Tournant résolument le dos à la moraline humaniste pour comité d’éthique qui forme l’essentiel de la philosophie aujourd’hui, Sloterdijk est le seul à proposer une pensée véritablement en rapport avec ces mutations. Le seul à proposer notamment une pensée de la technique qui ne soit ni une condamnation sans appel à la Heidegger ou à la Adorno, ni un acquiescement extatique d’apôtre des biotechnologies. Le seul surtout à le faire avec une telle ampleur de vue, une telle virtuosité et une telle énergie spéculative. Avec la traduction de ce premier volume de «Sphères» – le second, intitulé «Globes», déjà paru en Allemagne et annoncé chez nous en 2004 –, va-t-il conquérir enfin en France la place qui lui revient?

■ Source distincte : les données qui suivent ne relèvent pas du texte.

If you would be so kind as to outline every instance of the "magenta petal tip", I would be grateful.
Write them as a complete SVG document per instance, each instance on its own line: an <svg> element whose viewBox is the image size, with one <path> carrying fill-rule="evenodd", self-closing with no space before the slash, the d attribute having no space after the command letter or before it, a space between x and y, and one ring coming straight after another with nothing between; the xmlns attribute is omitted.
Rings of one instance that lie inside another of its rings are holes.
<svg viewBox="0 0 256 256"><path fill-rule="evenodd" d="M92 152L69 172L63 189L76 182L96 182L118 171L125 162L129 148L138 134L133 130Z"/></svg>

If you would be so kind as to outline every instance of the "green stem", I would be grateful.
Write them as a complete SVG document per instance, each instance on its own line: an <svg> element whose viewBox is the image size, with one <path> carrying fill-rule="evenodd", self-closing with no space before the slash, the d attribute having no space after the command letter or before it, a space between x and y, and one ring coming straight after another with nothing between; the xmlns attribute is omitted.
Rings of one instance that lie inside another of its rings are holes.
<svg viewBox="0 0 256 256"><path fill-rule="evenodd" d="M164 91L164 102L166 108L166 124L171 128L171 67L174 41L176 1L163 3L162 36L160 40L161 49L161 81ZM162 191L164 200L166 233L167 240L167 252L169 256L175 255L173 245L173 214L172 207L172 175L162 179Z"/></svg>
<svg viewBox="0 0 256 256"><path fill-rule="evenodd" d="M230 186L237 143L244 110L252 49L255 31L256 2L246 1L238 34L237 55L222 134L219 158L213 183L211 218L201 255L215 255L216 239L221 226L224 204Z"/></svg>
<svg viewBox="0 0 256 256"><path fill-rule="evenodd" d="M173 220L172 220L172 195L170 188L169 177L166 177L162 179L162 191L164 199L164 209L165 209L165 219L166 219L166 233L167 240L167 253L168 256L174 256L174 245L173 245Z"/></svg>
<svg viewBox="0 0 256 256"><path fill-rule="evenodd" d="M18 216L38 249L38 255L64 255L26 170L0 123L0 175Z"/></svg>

Rien n’est moins sûr, tant dans l’Hexagone la pensée semble vitrifiée dans les querelles des années 30 et les catégories mentales des années 70. Mais au fond, ce n’est pas si grave. Comme tous les vrais philosophes, ce que fait Sloterdijk c’est parler à des gens qui ne sont pas encore nés, avec des armes conceptuelles qui n’appartiennent qu’à lui, du temps sauvage qui est le sien. Une fois encore, nous devrons donc nous y faire: la philosophie est un maître venu d’Allemagne.
AUDE LANCELIN

«Sphères», tome I «Bulles», par Peter Sloterdijk, Pauvert, 690 p., 27 euros.
- Du même auteur: «La Compétition des bonnes nouvelles. Nietzsche évangéliste», Mille et Une Nuits, 106 p., 8,99 euros.
- Et un essai consacré à son œuvre: «Humain, inhumain, trop humain», par Yves Michaud, Climats, 120 p., 10 euros.


Agé de 54 ans, Peter Sloterdijkest titulaire de la chaire de philosophie et d’esthétique à l’école des Beaux-Arts de Karlsruhe (Allemagne). Il est notamment l’auteur de «Critique de la raison cynique» et de «La Mobilisation infinie» (chez Christian Bourgois).